Conformational capture of the SAM-II riboswitch.

Nat Chem Biol 2011 Jun 1;7(6):393-400. Epub 2011 May 1.

Institute of Organic Chemistry, Center for Molecular Biosciences, University of Innsbruck, Innsbruck, Austria.

Riboswitches are gene regulation elements in mRNA that function by specifically responding to metabolites. Although the metabolite-bound states of riboswitches have proven amenable to structure determination efforts, knowledge of the structural features of riboswitches in their ligand-free forms and their ligand-response mechanisms giving rise to regulatory control is lacking.
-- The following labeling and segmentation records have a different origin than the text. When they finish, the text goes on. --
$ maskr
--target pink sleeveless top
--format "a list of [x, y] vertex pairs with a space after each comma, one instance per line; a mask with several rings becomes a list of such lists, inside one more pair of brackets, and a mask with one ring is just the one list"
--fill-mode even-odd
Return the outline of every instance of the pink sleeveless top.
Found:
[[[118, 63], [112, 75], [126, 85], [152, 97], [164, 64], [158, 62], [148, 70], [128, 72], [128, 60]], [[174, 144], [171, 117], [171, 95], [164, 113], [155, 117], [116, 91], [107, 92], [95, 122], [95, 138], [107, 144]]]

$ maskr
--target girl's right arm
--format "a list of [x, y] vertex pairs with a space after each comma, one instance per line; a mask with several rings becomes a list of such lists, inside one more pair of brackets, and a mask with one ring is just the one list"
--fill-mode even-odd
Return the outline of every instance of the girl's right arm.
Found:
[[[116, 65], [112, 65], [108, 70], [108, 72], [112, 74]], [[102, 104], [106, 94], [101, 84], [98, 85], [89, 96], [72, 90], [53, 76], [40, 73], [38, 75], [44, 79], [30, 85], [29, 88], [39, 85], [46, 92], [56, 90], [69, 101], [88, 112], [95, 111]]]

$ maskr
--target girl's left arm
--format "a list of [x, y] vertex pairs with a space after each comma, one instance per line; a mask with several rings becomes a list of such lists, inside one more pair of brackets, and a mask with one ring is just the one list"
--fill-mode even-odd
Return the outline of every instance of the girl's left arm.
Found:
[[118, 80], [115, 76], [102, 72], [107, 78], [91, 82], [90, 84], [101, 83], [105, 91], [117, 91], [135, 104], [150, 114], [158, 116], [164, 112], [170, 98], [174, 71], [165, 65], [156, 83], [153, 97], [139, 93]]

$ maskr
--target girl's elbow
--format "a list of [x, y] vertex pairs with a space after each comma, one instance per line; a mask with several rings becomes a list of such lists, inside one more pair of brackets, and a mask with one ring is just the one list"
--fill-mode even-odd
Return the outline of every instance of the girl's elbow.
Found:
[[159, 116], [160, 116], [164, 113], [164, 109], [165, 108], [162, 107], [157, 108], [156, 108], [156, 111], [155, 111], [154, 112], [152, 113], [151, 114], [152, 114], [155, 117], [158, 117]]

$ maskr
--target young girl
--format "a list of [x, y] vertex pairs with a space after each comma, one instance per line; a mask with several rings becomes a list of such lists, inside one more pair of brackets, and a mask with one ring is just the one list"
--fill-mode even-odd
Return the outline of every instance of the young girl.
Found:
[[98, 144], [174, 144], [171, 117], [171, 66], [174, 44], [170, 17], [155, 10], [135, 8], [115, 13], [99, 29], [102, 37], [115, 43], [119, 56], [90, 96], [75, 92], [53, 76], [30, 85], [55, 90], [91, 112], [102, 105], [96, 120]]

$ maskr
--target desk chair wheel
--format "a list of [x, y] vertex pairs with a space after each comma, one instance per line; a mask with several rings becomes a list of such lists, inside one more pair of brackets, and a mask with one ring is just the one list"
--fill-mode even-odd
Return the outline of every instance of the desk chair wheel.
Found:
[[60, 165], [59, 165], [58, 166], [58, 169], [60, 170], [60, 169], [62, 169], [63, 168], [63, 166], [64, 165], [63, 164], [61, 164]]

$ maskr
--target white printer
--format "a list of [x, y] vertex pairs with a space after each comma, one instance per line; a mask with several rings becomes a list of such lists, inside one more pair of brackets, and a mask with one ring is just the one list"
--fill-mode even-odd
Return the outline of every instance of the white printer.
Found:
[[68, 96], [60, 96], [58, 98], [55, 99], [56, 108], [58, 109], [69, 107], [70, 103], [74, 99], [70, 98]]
Here we explore the ligand-induced folding process of the S-adenosylmethionine type II (SAM-II) riboswitch using chemical and biophysical methods, including NMR and fluorescence spectroscopy, and single-molecule fluorescence imaging. The data reveal that the unliganded SAM-II riboswitch is dynamic in nature, in that its stem-loop element becomes engaged in a pseudoknot fold through base-pairing with nucleosides in the 3' overhang containing the Shine-Dalgarno sequence. Although the pseudoknot structure is highly transient in the absence of its ligand, S-adenosylmethionine (SAM), it becomes conformationally restrained upon ligand recognition, through a conformational capture mechanism. These insights provide a molecular understanding of riboswitch dynamics that shed new light on the mechanism of riboswitch-mediated translational regulation.